On-dit – слухи, сплетни (фр.).
[Закрыть].
Среди гостей находилась и Розовая Гвоздика, незаметно переходя от группы к группе, подбирая и накапливая информацию с трудолюбием муравья. Джейн не стала надевать черные брюки. Отказалась от белого чепчика и краски для волос, раздражающей кожу. И уж точно оставила дома пахучую шаль – принадлежность ее костюма торговки рыбой.
Этим вечером ее маскировка была совсем иного рода: девушка пришла в своем обличье.
В скромном, но модном платье среди кричащих бриллиантов и настоящей портретной галереи из камей на пальцах, шеях, в ушах и даже на больших пальцах ног, единственным украшением Джейн сделала непритязательный эмалевый медальон с изображением маленького розового цветка. В конце концов, цветы – в высшей степени уместное украшение для юной девушки.

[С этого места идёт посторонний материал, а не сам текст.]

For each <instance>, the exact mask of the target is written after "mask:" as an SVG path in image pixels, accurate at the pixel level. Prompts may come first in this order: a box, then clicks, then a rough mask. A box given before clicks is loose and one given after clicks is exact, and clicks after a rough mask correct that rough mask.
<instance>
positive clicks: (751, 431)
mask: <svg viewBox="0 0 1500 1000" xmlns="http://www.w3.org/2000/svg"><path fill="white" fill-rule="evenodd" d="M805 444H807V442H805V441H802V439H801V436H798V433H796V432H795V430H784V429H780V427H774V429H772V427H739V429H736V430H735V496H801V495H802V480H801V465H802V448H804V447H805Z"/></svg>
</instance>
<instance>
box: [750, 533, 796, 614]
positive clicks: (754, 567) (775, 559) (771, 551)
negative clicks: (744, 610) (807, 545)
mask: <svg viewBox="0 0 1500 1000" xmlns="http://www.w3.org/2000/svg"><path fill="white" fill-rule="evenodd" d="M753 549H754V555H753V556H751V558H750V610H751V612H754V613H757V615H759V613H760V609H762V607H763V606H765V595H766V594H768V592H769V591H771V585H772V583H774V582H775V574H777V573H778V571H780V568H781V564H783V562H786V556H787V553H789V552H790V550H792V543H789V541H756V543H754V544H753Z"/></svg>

Кто заподозрит, будто мисс Джейн Вулистон, кузина Эдуарда де Балькура – вон же он, там, моя дорогая, да, одутловатый мужчина в красновато-коричневом галстуке, такой низкопоклонник перед Первым консулом, но, с другой стороны, а кто сегодня ведет себя по-другому? – представляет собой какую-то опасность для Французской республики? Она, единодушно признали вдовы, красивая и воспитанная девушка. Знает, когда сказать, а когда и промолчать, очень любезна с людьми старшего возраста, а ее манера обращаться с мужским полом сочетает в себе сдержанное остроумие и полное отсутствие кокетства. Так не похоже на современных легкомысленных юных особ! Последние слова обычно сопровождались пристальным взглядом в сторону сестер Бонапарта, Полины и Каролины, применительно к которым эпитет «легкомысленные» был самым мягким из произносимых шепотом под прикрытием вееров.
Старые дамы одобрительно относились к Джейн и без стеснения сплетничали в ее присутствии. Молодым щеголям она нравилась совсем по другой причине; у представителей нации, столь восприимчивой к физической красоте, тем более в эпоху сильного влияния идеалов классической античности, прелестной лепки лицо Джейн и отчужденность в поведении вызывали в памяти римские изваяния, и они относились к Джейн, как могли бы относиться к особенно изысканной статуе – красивой, но в общем-то глухой. Таким образом Джейн почерпнула немало полезных сведений.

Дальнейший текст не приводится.